There's a lot of back and forth - the attacks are engineered by extremist Japanese corporate tycoons - and eventually the crisis is resolved with minimal bloodshed. Along the way Jack Ryan finds himself going from National Security Advisor to being nominated to replace the current Vice President. As that's all happening the President calls a special joint session of Congress and a Japanese airline pilot - driven mad by the deaths of his family in the conflict - crashes his plane directly into the Capitol killing EVERYBODY IN THE FUCKING GOVERNMENT.
And that's how Jack Ryan became President.
It's pretty amazing. Ryan was always Clancy's Mary Sue - a largely featureless character through whom Clancy could espouse his philosophy - and at the end of Debt of Honor he raises that Mary Sue to the presidency. And it only gets weirder from there, as the next book in the series, Executive Orders, follows the adventures of President Jack Ryan as he thrillingly takes on the US tax code. Meanwhile the rest of the world is going to shit, as major war breaks out in the MIddle East and there's an Ebola attack on the US. President Ryan - who is already pretty much a dictator because everybody else in government is dead and he's acting on his own - ends up declaring martial law. Because of that he has to fend off attacks from political opponents, who go to the Supreme Court to get him kicked out of office. But everything works out and, at the end of the novel, Ryan announces he'll actually run for office in the next election.
And he wins! And then he helps Russia in a war against China in The Bear and the Dragon. And it's a pretty big war, with massive casualties and a huge naval component. And it ends with China launching ICBMs at the White House, but everybody gets saved in time. What truly ends the war, though, is President Ryan sending CNN coverage of the war over the internet to Chinese dissidents, who rise up against their government and create a new Chinese democracy.
The first few Jack Ryan books left the world pretty much in its real state at the end, but by the end of Sum of All Fears Clancy had moved into, what was for all intents and purposes, science fiction. They were all crazy what-if scenarios that shook up everything we knew about geopolitics and showed how Clancy's economically conservative, semi-hawkish philosophies would make the world a better place. And I do mean semi-hawkish, by the way - President Ryan would probably be looked at as pussy by the warmongering moron Tea Baggers who have now shut down the US government over a properly passed and Supreme Court-vetted law they don't like.

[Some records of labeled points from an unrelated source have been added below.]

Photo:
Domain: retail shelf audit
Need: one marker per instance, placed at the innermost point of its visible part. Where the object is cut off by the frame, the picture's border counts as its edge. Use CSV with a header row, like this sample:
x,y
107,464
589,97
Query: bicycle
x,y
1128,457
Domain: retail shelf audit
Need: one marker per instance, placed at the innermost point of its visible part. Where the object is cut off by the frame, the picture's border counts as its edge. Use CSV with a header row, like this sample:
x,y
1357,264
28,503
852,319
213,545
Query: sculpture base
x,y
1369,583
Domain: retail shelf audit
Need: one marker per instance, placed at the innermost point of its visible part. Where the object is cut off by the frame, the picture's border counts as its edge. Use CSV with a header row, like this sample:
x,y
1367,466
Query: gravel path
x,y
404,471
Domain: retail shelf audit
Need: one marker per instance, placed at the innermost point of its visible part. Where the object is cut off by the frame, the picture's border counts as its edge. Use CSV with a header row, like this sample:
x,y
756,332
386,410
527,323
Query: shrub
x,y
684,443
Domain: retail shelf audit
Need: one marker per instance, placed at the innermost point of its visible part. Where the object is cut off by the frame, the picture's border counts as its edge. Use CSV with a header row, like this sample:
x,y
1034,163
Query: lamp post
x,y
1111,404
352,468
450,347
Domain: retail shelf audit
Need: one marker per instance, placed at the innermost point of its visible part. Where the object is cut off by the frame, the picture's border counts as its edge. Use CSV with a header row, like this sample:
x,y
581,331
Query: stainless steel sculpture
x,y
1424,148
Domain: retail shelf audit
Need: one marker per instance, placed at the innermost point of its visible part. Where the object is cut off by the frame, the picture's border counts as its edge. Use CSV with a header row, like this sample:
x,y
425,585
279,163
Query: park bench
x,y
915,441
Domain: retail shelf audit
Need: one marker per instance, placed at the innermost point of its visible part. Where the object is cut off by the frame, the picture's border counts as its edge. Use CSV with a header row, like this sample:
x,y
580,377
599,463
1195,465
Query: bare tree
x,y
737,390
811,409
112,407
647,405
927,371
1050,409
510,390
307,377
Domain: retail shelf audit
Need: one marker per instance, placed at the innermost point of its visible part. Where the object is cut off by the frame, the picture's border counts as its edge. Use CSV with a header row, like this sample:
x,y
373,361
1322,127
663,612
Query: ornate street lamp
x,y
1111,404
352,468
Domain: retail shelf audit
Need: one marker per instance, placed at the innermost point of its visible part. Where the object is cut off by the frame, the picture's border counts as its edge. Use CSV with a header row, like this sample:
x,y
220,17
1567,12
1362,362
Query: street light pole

Those later Clancy books - like his wonderful Red Storm Rising, an alternate history book about a full-scale war between the US and the USSR - would make for mind-boggling movies. The books are enormous, but they're packed with wonky bullshit that can be quickly excised. Clancy does a good job of keeping characters like John Clark operating on the ground while Ryan is in the Oval Office making speeches about the flat tax. Maybe the scope is too big for a movie - maybe these wacky conservative wish-fulfillment books could be a great TV series, like a twisted version of The West Wing with more wetwork. I'd watch the shit out of it, that's for sure.